Stocks are stuck in their longest period of stasis since the rally began, going 11 months without posting a 52-week high. Fallow periods lasting longer than 12 months are poison to chart analysts, who view them as an indication of waning momentum over the long term. In the past, deep losses have not only signaled the end of bull markets but also foretold recessions.
A study by Leuthold Weeden Capital Management LLC showed that since World War II, the S&P 500’s rolling 12-month returns adjusted for inflation have averaged minus 9 percent at the economy’s peak. The measure reached minus 9.6 percent in February.
At the same time, the bull market has been nothing if not resilient, posting a series of rebounds from selloffs starting in October 2014 that rank with the sharpest in history. During the first quarter, the S&P 500 reversed an 11 percent slump for the biggest turnaround since 1933. In the previous two routs that ended in September last year and a year earlier, the index jumped about 10 percent in a month.
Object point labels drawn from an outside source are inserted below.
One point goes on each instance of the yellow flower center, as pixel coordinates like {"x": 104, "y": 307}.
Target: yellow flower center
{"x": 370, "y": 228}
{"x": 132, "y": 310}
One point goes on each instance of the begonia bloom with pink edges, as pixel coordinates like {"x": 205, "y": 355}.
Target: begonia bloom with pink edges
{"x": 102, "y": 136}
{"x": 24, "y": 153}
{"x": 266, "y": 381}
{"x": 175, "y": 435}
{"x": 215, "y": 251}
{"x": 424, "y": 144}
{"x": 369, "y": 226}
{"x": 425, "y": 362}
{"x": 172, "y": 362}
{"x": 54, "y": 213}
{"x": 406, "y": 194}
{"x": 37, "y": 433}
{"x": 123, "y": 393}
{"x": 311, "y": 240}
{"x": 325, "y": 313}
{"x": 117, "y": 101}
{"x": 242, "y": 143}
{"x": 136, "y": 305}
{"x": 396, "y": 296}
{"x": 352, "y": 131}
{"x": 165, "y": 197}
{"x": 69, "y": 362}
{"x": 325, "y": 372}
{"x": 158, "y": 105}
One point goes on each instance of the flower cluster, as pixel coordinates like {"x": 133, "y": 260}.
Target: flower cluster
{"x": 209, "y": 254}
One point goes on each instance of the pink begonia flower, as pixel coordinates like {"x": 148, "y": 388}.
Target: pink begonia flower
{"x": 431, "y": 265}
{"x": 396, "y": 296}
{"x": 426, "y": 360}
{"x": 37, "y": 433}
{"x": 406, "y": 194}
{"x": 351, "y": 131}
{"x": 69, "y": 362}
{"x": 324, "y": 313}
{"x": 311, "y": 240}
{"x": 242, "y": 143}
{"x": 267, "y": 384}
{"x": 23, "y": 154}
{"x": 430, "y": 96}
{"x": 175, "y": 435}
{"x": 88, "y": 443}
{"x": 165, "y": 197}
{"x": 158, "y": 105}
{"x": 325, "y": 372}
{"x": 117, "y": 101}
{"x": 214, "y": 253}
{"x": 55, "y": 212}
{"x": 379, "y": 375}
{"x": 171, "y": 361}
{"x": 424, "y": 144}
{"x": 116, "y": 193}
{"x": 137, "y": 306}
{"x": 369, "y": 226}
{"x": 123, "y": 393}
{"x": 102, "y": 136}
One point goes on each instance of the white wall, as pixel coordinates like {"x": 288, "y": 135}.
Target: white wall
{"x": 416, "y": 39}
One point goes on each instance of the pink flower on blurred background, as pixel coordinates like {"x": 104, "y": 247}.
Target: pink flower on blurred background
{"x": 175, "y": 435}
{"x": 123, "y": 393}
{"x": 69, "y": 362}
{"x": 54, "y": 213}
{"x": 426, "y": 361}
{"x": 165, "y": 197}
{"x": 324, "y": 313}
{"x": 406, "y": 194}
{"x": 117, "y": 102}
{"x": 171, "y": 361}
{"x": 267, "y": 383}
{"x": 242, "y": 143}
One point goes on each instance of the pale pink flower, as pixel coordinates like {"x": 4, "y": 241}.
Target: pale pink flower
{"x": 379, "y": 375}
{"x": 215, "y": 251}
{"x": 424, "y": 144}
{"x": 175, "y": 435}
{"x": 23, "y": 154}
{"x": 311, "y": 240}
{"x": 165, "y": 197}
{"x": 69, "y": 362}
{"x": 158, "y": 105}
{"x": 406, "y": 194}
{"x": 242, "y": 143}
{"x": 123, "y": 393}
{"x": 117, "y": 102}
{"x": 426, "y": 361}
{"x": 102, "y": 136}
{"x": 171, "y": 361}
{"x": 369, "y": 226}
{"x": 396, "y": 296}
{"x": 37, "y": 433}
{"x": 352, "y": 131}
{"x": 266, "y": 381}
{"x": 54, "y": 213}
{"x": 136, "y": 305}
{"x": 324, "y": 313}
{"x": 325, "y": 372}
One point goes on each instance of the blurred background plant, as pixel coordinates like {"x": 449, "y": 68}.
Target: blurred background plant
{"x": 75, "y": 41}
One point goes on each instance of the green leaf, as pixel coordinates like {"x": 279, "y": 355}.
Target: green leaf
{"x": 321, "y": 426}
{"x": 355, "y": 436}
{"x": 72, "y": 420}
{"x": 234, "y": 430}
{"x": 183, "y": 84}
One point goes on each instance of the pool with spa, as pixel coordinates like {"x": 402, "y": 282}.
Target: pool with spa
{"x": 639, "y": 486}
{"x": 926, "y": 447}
One force driving the recent snap-back is pessimism that’s dogged the bull market since its birth, according to Bill Stone, Philadelphia-based chief investment strategist at PNC Wealth Management, which oversees $130 billion.
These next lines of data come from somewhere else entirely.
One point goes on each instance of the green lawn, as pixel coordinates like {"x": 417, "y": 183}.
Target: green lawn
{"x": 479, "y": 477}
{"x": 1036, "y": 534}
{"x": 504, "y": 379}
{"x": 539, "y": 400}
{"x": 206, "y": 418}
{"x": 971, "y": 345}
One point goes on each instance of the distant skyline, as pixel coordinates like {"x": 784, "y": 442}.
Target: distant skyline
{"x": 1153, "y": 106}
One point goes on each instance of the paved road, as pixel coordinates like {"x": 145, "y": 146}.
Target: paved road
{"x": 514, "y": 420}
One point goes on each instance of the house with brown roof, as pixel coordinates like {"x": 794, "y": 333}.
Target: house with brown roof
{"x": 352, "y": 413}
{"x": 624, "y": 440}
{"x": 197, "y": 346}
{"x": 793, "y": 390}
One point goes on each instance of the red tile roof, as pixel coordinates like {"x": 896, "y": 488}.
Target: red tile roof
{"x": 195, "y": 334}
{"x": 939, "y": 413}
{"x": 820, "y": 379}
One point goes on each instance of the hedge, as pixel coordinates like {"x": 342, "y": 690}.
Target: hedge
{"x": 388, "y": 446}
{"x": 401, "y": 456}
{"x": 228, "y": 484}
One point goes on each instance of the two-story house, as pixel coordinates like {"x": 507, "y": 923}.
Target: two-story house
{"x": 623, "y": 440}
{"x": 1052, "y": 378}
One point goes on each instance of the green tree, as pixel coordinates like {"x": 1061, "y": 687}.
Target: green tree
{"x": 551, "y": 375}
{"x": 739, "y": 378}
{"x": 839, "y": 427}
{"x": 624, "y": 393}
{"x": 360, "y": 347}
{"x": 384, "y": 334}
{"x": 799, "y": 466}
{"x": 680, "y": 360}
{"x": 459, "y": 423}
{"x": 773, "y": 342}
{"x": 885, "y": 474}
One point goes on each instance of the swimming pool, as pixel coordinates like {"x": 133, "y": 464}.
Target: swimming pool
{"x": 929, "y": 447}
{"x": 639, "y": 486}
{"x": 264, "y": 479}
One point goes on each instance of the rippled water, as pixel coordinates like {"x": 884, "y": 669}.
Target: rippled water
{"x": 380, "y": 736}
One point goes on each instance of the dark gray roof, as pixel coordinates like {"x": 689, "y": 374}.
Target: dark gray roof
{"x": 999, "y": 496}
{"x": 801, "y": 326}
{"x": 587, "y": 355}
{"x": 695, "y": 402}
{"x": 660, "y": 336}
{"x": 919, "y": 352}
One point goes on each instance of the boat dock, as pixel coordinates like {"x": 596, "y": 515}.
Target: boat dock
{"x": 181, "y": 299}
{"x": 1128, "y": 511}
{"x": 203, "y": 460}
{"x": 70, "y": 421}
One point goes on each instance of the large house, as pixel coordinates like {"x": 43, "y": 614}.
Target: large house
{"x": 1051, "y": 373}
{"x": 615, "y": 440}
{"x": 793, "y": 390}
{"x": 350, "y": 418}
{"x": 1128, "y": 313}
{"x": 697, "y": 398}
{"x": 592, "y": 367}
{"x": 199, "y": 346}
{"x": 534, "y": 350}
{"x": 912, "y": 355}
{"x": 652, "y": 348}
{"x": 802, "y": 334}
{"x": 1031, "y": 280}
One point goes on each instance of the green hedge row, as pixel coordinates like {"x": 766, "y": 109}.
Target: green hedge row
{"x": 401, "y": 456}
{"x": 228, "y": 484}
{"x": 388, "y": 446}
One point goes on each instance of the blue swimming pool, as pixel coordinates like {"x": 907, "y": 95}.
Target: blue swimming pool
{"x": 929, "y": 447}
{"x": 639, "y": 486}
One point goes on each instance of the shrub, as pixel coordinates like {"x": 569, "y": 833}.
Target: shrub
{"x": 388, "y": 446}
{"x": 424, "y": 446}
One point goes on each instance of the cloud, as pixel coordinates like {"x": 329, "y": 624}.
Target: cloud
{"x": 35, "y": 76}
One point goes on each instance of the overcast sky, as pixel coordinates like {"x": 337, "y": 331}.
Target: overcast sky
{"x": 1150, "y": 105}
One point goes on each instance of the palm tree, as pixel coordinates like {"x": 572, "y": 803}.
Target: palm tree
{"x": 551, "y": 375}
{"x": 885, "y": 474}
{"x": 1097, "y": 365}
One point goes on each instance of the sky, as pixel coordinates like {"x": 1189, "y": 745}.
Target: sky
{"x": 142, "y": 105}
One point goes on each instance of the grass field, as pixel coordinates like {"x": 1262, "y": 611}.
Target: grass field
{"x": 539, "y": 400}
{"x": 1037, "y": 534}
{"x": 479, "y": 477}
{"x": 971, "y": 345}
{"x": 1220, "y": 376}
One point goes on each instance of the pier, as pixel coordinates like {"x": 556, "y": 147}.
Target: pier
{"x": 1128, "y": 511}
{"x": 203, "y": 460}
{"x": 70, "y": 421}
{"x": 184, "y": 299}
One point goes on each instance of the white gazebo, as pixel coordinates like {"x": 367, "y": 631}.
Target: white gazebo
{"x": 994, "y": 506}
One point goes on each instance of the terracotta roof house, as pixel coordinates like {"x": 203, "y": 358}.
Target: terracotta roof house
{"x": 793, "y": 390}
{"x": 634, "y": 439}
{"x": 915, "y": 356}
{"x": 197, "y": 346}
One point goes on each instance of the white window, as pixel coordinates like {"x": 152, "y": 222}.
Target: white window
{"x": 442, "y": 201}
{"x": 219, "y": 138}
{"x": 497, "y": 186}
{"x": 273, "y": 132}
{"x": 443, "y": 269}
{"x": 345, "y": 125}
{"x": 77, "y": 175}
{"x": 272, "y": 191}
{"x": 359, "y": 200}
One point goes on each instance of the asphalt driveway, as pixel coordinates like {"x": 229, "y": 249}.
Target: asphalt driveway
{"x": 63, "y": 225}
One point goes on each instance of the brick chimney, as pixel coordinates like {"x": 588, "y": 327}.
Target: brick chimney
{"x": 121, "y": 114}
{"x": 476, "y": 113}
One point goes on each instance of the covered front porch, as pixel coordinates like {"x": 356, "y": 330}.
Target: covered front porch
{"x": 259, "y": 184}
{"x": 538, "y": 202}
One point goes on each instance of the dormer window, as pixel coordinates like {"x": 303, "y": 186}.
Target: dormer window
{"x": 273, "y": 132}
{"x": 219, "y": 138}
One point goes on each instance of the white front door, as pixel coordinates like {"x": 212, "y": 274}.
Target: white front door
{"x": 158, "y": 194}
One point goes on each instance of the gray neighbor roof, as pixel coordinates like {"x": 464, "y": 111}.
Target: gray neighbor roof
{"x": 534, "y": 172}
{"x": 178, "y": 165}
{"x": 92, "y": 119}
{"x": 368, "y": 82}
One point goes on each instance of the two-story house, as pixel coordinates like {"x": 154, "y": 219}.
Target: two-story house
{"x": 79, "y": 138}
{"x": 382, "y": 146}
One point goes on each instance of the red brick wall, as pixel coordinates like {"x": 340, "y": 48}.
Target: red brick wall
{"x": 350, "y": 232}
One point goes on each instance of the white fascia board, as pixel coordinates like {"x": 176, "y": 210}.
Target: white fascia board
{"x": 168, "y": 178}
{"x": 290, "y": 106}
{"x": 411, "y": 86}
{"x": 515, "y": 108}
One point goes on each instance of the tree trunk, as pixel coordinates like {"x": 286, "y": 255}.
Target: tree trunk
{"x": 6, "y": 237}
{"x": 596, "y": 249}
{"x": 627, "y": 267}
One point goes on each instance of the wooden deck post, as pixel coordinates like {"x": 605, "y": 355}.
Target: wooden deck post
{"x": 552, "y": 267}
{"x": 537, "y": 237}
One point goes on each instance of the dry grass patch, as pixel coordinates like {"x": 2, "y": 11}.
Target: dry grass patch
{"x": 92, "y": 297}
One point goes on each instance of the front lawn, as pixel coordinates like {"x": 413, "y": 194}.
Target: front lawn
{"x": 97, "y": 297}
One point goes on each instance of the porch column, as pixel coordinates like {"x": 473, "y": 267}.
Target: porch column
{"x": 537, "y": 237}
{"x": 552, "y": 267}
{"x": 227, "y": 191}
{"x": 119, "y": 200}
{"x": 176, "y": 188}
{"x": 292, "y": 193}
Americans have been sellers of equities since 2007, slashing stock holdings by $2 trillion, data compiled by Fundstrat Global Advisors LLC show. While the pace of the liquidation is unprecedented since 1956, that represents a huge pool of potential demand, according to Tom Lee, the firm’s managing partner. Investors’ exodus during the decade that started in 1979, the year when BusinessWeek featured a cover story titled “The Death of Equities,” preceded a 400 percent rally in the 1990s.
“Historically, if you’re looking for a model of what kills bull markets, it’s a combination of over-valuation and over-ownership,” Stone said. “You can argue with me on the valuation side, but we never got the last person who puts their money in. Because it’s a mistrusted bull market, you continue to get people to finally capitulate.”
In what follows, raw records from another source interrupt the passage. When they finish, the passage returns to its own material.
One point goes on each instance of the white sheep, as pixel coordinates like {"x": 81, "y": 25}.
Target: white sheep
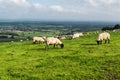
{"x": 77, "y": 35}
{"x": 103, "y": 36}
{"x": 53, "y": 41}
{"x": 38, "y": 39}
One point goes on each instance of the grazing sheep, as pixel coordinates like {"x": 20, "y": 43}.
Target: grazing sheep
{"x": 38, "y": 39}
{"x": 53, "y": 41}
{"x": 103, "y": 36}
{"x": 77, "y": 35}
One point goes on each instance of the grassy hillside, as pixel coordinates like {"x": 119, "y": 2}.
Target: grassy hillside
{"x": 80, "y": 59}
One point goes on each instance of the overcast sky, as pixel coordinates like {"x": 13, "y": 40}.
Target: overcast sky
{"x": 61, "y": 10}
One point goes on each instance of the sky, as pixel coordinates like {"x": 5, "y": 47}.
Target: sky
{"x": 60, "y": 10}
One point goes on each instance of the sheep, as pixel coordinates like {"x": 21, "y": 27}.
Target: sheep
{"x": 53, "y": 41}
{"x": 38, "y": 39}
{"x": 77, "y": 35}
{"x": 103, "y": 36}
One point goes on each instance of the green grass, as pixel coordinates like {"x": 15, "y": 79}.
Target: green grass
{"x": 80, "y": 59}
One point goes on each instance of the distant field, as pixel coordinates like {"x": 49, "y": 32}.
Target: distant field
{"x": 80, "y": 59}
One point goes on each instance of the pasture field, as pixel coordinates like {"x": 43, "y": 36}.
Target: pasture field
{"x": 80, "y": 59}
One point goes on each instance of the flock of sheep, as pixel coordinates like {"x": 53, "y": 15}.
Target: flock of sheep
{"x": 56, "y": 40}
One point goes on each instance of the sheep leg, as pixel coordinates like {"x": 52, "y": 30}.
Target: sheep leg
{"x": 108, "y": 40}
{"x": 54, "y": 45}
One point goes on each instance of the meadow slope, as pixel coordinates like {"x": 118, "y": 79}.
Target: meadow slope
{"x": 80, "y": 59}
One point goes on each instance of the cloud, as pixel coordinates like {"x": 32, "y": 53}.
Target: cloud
{"x": 57, "y": 8}
{"x": 61, "y": 9}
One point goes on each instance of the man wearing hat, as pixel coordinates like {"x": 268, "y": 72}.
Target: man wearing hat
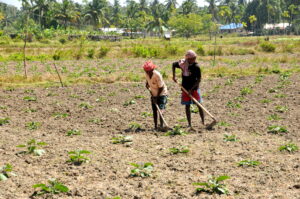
{"x": 158, "y": 89}
{"x": 191, "y": 78}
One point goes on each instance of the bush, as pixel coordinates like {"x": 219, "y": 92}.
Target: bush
{"x": 268, "y": 47}
{"x": 103, "y": 51}
{"x": 62, "y": 40}
{"x": 91, "y": 53}
{"x": 200, "y": 50}
{"x": 141, "y": 51}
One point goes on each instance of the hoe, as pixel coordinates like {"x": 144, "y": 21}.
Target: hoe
{"x": 214, "y": 122}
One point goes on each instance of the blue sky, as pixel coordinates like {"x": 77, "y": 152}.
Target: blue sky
{"x": 17, "y": 3}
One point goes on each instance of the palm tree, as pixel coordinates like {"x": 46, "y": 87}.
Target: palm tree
{"x": 96, "y": 11}
{"x": 213, "y": 10}
{"x": 66, "y": 12}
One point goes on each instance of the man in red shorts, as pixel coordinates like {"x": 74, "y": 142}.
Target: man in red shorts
{"x": 191, "y": 78}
The list of investor worries has never been short. Concerns have ranged from the U.S. government’s fiscal cliff budget impasse to the threat of a hard economic landing in China, from geopolitical tensions in the Middle East to Greece’s potential exit from the euro zone. Through all that stocks have climbed walls of worry to reach levels that are 30 percent higher than they ever got in 2007, the eve of the biggest rout since the 1930s.
Elevated price levels don’t mean all is clear. There is still lingering anxiety over negative interest rates introduced by central banks in Europe and Japan while the threat of the British electorate embracing a so-called Brexit from the European Union is looming. At home, speculations over the Fed’s interest-rate policy after its first hike in almost a decade have helped fuel stock volatility.
More importantly, corporate earnings are in the midst of the fourth consecutive quarter of declines as weakness from energy spread to all but three industries. The trajectory of profits will determine the path of stocks going forward, according to David Joy, the Boston-based chief market strategist at Ameriprise Financial Inc., which oversees $776 billion.
“A lot of reasons to hate this expansion and bull market, and yet it keeps on going,” said Joy. “Certainly most of the money has been made. Certainly we’re closer to the end than the beginning. There is probably some chance that we see higher prices down the road, but all depends on earnings.”